Kjell Tennfjord

Personal information
- Date of birth: 17 December 1953 (age 71)
- Place of birth: Norway

Managerial career
- Years: Team
- 1990: Fyllingen Fotball
- 1991–1992: Bryne FK
- 1995–1998: SK Brann

= Kjell Tennfjord =

Norwegian football manager

Kjell Tennfjord (born 17 December 1953) is a Norwegian siviløkonom and entrepreneur, but is best known as a football manager.

He managed Fyllingen Fotball to a cup final (1990), Bryne FK (1991–92), and SK Brann (1995-1998).

At Brann, Tennfjord managed the club to play in the Norwegian Premier League 1995, 4th Place in the Norwegian Premier League 1996 and 2nd place in the Norwegian Premier League 1997.
They lost the cup finale (1995), which took them to the European UEFA Cup Winners' Cup where they beat PSV and lost in the quarter-final against Liverpool F.C. (1997). He went 11 games without a single victory in the Norwegian Premier League 1998.
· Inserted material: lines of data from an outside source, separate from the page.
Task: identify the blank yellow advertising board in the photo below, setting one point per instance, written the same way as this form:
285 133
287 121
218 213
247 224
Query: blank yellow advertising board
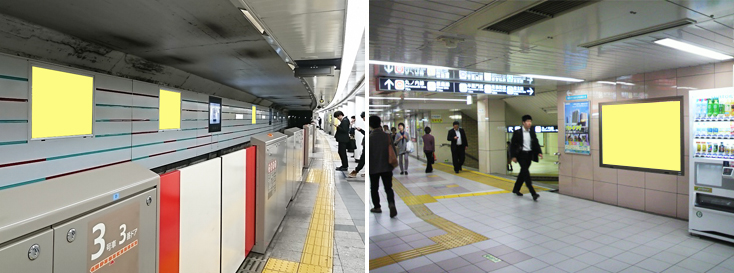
169 110
643 134
62 104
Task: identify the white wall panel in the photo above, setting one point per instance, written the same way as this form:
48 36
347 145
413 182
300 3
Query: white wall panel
233 211
114 115
14 67
200 217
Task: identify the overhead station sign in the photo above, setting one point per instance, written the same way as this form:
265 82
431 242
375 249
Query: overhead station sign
429 79
397 84
451 74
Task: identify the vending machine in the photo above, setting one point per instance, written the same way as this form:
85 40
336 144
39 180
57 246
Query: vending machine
711 159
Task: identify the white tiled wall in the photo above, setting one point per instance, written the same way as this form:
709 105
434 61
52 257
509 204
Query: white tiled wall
581 175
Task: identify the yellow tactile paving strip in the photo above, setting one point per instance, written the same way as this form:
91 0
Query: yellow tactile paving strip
486 179
455 236
318 251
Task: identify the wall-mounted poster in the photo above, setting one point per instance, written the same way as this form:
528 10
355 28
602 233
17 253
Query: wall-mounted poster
215 114
576 121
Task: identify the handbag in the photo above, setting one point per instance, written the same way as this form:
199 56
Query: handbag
391 158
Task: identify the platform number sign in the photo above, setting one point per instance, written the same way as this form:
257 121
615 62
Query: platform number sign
272 167
112 241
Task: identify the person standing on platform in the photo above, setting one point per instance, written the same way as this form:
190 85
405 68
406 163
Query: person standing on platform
401 142
457 136
525 148
380 167
429 147
342 137
360 165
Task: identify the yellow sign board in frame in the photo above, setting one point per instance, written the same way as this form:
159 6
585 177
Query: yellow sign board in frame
169 110
62 104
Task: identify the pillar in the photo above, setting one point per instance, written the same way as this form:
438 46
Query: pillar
492 135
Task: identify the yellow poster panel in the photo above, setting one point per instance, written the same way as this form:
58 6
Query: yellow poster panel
642 135
62 104
170 110
254 115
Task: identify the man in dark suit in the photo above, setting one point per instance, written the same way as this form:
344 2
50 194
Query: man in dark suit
342 137
525 148
457 136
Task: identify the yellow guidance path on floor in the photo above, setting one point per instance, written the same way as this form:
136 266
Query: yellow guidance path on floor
486 179
455 236
318 251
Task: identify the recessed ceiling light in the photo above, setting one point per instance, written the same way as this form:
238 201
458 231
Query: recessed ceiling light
692 49
253 21
565 79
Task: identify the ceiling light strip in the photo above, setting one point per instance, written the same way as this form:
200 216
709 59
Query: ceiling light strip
693 49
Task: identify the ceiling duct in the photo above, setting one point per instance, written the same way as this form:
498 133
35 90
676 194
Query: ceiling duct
543 11
639 32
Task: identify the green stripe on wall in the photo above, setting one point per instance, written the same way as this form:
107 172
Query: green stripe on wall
13 142
22 183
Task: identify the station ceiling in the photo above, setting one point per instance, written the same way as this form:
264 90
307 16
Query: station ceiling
410 31
211 39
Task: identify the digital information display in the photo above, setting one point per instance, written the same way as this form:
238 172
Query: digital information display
215 114
396 84
628 143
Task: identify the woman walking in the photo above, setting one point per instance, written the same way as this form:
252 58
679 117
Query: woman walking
401 143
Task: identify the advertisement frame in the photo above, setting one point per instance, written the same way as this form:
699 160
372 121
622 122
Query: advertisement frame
588 127
679 99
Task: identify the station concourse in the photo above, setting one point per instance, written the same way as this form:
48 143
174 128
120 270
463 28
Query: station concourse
181 136
620 114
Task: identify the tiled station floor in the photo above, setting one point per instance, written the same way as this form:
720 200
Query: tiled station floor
324 229
452 223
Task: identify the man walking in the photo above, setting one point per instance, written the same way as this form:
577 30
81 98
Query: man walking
380 166
360 165
457 136
525 148
429 146
342 137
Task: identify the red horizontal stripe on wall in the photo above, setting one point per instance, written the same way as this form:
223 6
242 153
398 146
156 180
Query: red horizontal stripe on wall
126 93
197 146
22 163
13 100
170 222
87 169
148 132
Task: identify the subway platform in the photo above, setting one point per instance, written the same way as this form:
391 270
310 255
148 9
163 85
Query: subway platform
471 222
324 231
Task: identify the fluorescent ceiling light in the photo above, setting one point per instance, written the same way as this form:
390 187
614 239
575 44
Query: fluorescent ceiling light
406 64
692 49
398 98
253 21
552 78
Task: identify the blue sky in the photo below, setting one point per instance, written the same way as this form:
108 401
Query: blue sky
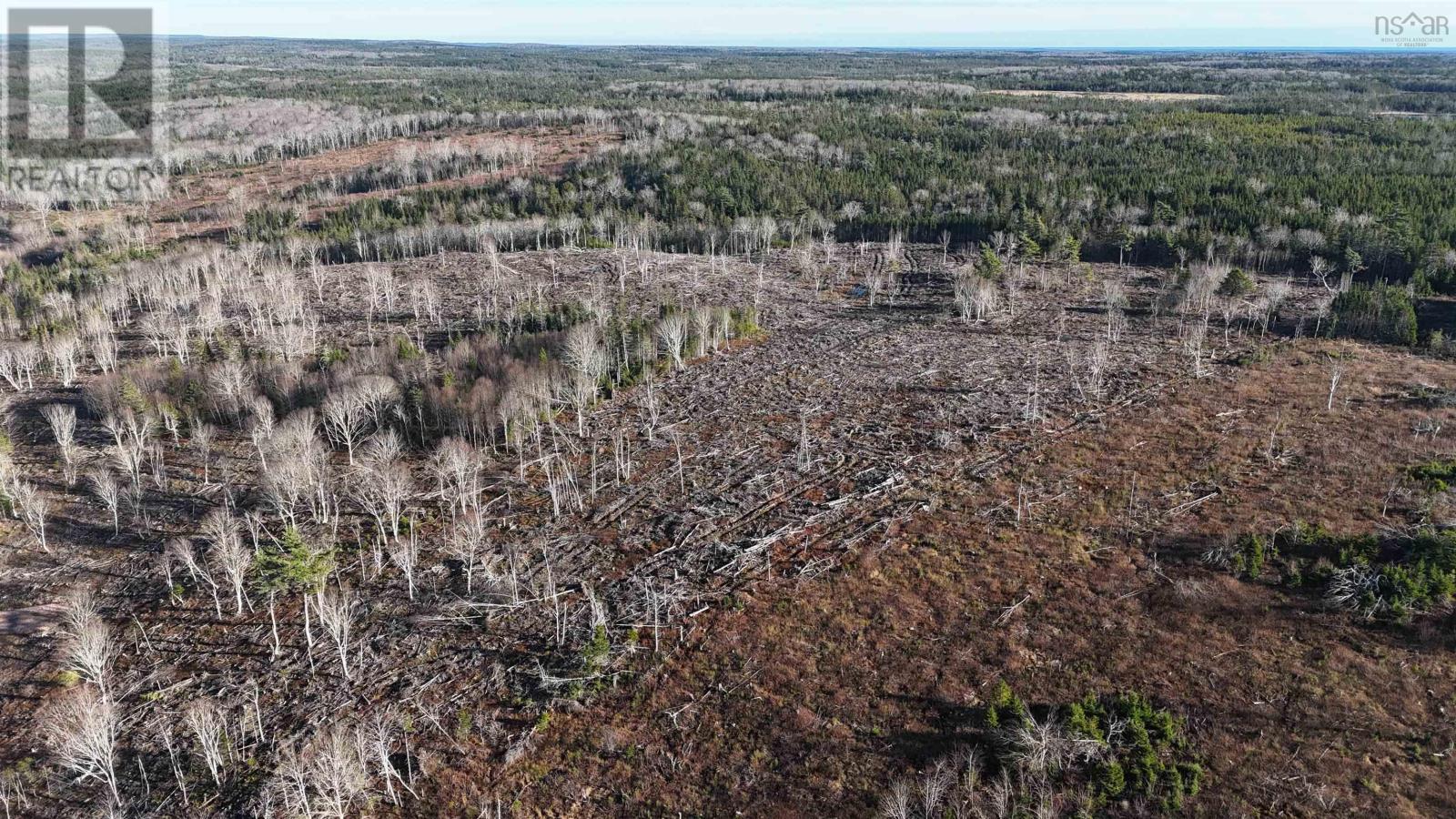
1145 24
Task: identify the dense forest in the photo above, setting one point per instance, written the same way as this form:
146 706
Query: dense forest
1269 159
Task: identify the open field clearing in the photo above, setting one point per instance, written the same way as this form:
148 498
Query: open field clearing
695 431
1077 569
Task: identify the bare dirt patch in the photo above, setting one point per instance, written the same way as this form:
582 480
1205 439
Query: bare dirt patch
819 694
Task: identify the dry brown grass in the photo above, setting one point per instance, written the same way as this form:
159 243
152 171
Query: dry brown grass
817 694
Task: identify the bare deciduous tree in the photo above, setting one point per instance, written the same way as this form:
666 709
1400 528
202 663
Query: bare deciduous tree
80 729
108 491
210 729
62 417
337 612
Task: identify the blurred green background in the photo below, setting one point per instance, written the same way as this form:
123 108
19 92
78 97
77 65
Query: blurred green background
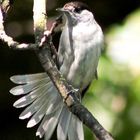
114 99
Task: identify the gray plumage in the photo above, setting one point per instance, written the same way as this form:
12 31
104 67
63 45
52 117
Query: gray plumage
79 50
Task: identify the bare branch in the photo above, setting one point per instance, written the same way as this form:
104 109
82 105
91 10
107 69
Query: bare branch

Tennfjord is retired associate professor at Volda Pedagogiske Høgskole, and graduated in siviløkonom from the Norwegian School of Economics, and worked as deputy manager of Elcon Finans and organisational manager of NB Steel (Norsk Blikkvalseverk).

After a time in administration of Brann (1998–99) he moved to Fjellbekk, where he became a headhunter for Erik Solér's agent firm, Sports Management Group (2000), working with Frode Ohr and Møreforskning in outreach projects.